'Blurred Lines' copyright suit ends: Robin Thicke, Pharrell Williams to pay $5 million
The lengthy legal battle over Robin Thicke and Pharrell Williams’ “Blurred Lines” finally came to an end this week with a payday for the Marvin Gaye family.
The copyright lawsuit was settled on Monday when California Judge John A. Kronstadt entered a judgement of approximately $5 million against Thicke and Williams.
According to Billboard, it all comes out to $4,983,766.85: $2,848,846.50 comes from Thicke, Williams, and Williams’ More Water From Nazareth Publishing Inc., $1,768,191.88 comes from just Thicke, and an additional $357,630.96 comes from Williams and his publishing company.
The Gayes are also entitled to half of all the royalties “Blurred Lines” accrues in the future.
Reps for Thicke and Williams could not be reached for comment.
The suit began in 2013 when Gaye’s family claimed “Blurred Lines” copied “Got to Give It Up,” Gaye’s 1977 hit song. Thicke sued for pre-emptive copyright protection, but the family won their case in 2015. Thicke and Williams made an appeal, but this past March a judge upheld the initial verdict and Judge Kronstadt confirmed the settlement this week.

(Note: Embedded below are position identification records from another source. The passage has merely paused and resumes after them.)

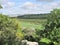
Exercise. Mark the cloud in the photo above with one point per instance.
(8, 5)
(3, 1)
(28, 5)
(28, 8)
(46, 0)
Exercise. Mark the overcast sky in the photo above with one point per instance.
(28, 6)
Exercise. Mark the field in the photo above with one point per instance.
(35, 23)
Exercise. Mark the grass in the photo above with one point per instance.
(35, 23)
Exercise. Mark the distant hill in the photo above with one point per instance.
(33, 16)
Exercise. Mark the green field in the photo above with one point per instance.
(35, 23)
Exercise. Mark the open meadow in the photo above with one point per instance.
(34, 23)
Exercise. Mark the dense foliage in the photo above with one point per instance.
(8, 31)
(11, 33)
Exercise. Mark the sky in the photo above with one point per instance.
(28, 6)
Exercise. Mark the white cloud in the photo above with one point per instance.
(3, 1)
(29, 5)
(29, 8)
(46, 0)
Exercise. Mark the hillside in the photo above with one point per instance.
(33, 16)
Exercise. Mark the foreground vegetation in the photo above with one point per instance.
(12, 31)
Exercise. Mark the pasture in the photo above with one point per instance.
(35, 23)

Many disagreed with the verdict since “Blurred Lines” and “Got to Give It Up” were only similar in feel and genre. According to the original suit, “the Gaye defendants are claiming ownership of an entire genre, as opposed to a specific work.”

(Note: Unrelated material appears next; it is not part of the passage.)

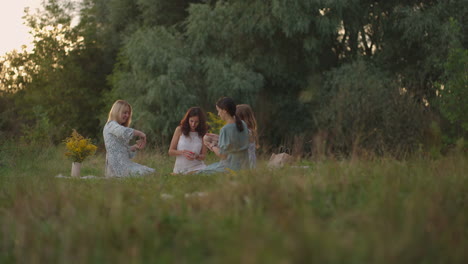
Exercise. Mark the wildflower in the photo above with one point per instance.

As the BBC reported, the appeals court was also split. Circuit Judge Jacqueline Nguyen, one of three appeal judges, dissented the ruling in stating the songs “differed in melody, harmony and rhythm.” She further wrote the decision “strikes a devastating blow to future musicians and composers everywhere.”
In March, Frankie and Nona Gaye, two of the late singer’s children, called it “a victory for the rights of all musicians.”